= Jocelyn Ryburn =

President of the New Zealand Plunket Society

Jocelyn Maud Ryburn (née Dunlop, 6 February 1910 – 5 April 1980) was a long-serving President of the New Zealand Plunket Society.

==Early life==
Ryburn was born in Invercargill on 6 February 1910. Her father was Reverend Francis Wallace Dunlop and her grandfather was Professor of Theology at Otago University. In 1913, Ryburn's father was appointed professor of philosophy at Otago, and the family moved to Dunedin.
There Ryburn attended Archerfield College, followed by the Otago School of Art.
Ryburn met Hubert James Ryburn at St.
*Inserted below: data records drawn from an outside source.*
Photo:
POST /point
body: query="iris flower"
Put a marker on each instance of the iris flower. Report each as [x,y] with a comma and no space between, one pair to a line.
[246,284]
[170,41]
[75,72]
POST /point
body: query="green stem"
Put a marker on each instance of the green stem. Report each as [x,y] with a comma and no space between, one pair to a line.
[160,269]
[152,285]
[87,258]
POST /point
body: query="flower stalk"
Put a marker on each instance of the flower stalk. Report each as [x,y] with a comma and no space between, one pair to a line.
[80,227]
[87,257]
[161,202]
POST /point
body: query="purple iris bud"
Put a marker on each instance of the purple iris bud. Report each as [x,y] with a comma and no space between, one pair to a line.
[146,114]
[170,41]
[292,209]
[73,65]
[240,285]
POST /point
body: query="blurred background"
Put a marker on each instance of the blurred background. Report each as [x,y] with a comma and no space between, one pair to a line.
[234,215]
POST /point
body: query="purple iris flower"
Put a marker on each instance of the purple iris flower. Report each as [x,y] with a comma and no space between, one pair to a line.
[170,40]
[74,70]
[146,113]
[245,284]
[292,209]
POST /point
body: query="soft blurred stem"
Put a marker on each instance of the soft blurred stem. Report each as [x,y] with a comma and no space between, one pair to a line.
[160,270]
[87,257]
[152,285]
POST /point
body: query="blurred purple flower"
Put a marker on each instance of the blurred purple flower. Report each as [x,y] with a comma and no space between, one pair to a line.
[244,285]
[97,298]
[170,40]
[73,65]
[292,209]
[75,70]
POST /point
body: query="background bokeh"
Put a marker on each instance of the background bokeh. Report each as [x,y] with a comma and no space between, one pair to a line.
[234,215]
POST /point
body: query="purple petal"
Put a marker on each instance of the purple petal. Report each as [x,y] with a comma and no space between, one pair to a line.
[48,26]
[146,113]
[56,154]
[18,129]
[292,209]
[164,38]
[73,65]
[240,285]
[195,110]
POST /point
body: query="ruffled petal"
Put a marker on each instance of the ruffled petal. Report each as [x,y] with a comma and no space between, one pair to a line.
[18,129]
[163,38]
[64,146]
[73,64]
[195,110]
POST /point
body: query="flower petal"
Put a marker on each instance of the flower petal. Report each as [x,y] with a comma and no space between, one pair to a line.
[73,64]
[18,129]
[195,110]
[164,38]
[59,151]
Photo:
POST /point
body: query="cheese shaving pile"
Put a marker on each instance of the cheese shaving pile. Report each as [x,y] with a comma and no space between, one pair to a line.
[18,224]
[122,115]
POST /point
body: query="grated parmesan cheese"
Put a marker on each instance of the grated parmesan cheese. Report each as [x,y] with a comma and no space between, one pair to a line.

Andrew's Church, Dunedin, and they were married at Knox Church on 24 March 1931.

==Adult life==
Ryburn's husband was appointed master of Knox College in 1941, and the couple lived there while raising their four children. Ryburn helped establish the Plunket Society in Opoho and the North-East Valley suburbs, and was the first chairwoman of the branch. In 1953 she was elected to the New Zealand Plunket Council and in 1957 became president. She held this position until 1970. One of her campaigns during her presidency was for increased government subsidies for Plunket nurses' salaries. As part of this campaign, Ryburn sat on a joint steering committee with representatives of the Department of Health to investigate whether mothers in new housing areas had access to appropriate health services for their babies.

From 1963 until 1974 Ryburn was warden of St. Margaret's College. She also served on the Board of Governors of Columba College. In the 1970 New Year Honours, Ryburn was appointed an Officer of the Order of the British Empire, for services to the Plunket Society.

Ryburn died on 5 April 1980 following an accidental fall.